Scheme 3 Reagents: (i) amine, AcOH, CH₂Cl₂ then Na(CN)BH₃, EtOH; (ii) TFA, CH₂Cl₂; (iii) 2-methyl-5-nitrobenzenesulfonyl chloride, NEt₃, DMF or MeCN or CH₂Cl₂; (iv) 2-methyl-5-nitrobenzoyl chloride, NEt₃, DMF or MeCN or CH₂Cl₂.

Thiazoles were made using a Hantzsch thiazole synthesis from an α-bromoketone and a thioamide.

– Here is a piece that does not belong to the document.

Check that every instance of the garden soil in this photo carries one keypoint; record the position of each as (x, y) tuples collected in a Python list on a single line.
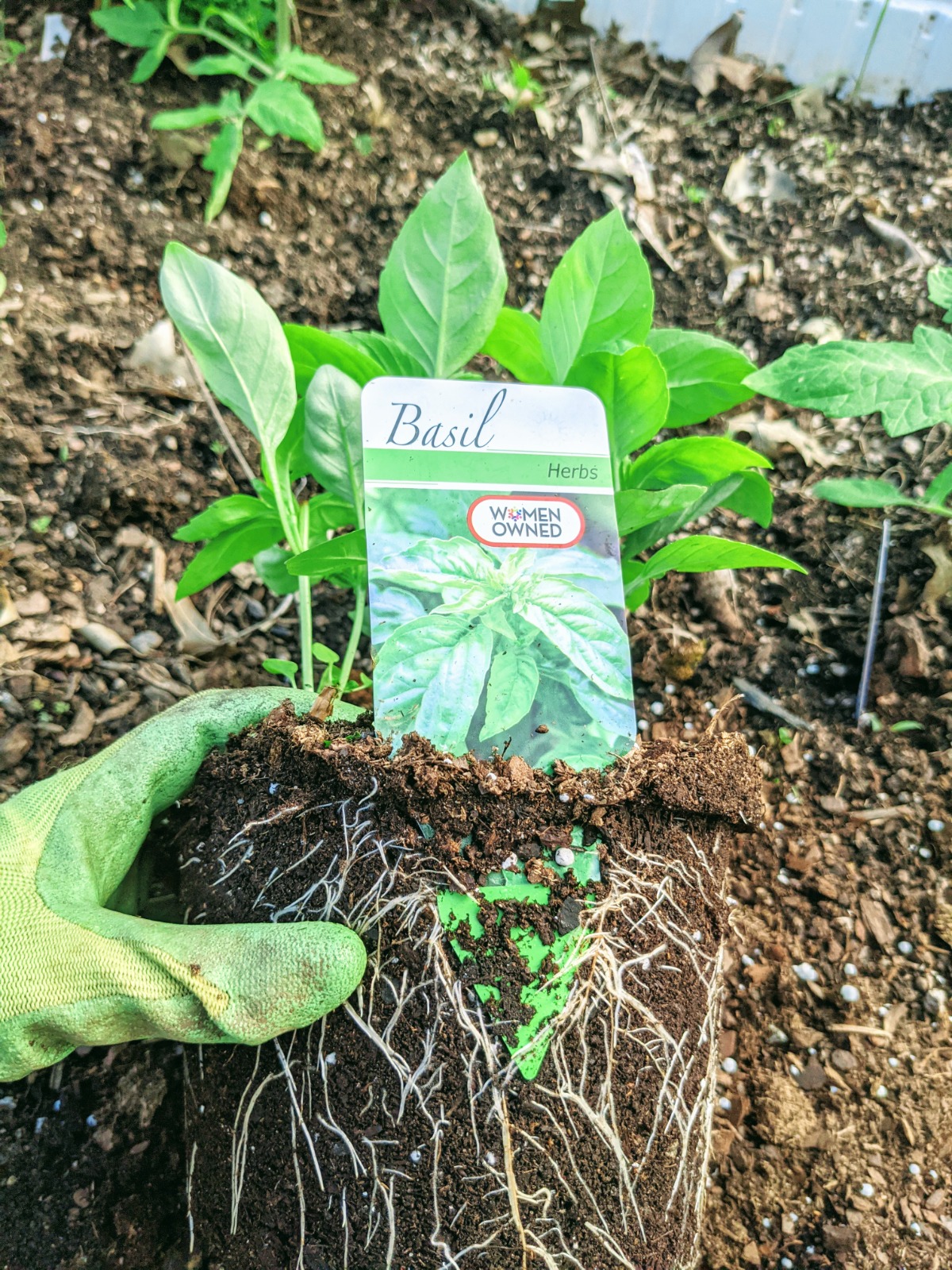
[(831, 1145), (397, 1132)]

The syntheses of the required thioamides 29–34 are depicted in Scheme 4. Carboxylic acid 25 was converted to thioamide 29 by formation of the acid chloride followed by treatment with ammonia to give the primary amide, followed by thionation with Lawesson's reagent to give 29 in good yield. Benzylic chloride 26 was displaced with potassium cyanide to give the phenylacetonitrile intermediate, which was subsequently reacted with phosphorous pentasulfide in ethanol under mild conditions to give thioamide 30.¹⁵ Dithiocarbamate 31 was also prepared from 26 by firstly converting it to the more reactive bromide followed by displacement with a large excess of ammonium dithiocarbamate.¹⁶ Sulfonyl chloride 27 was reacted with cyanamide, followed by thiolysis using in situ generation of thiosulfuric acid to give thiourea 32. Thioamide 33 was accessed by displacement of bromoacetonitrile with the sulfinate salt of 27 to give the nitrile, which underwent thiolysis with hydrogen sulfide. Thiourea 34 was prepared from aniline 28 by reaction with benzoyl isothiocyanate followed by hydrolysis according to published routes.^17,18

Scheme 4 Reagents: (i) SOCl₂ then aq. NH₃, CH₂Cl₂; (ii) Lawesson's reagent, MeOH, reflux; (iii) KCN, DMSO; (iv) P₂S₅, EtOH, reflux; (v) LiBr, THF, reflux; (vi) H₂NCS₂⁻ NH₄⁺, EtOH, reflux; (viii) Na₂NCN, H₂O, 40 °C then Na₂S₂O₃, 4.5 M aqueous H₂SO₄; (ix) Na₂SO₃, NaHCO₃, H₂O then bromoacetonitrile, DMF; (x) H₂S, NEt₃, THF; (xi) PhCONCS, acetone, reflux; (xii) KOH, MeOH, 40 °C.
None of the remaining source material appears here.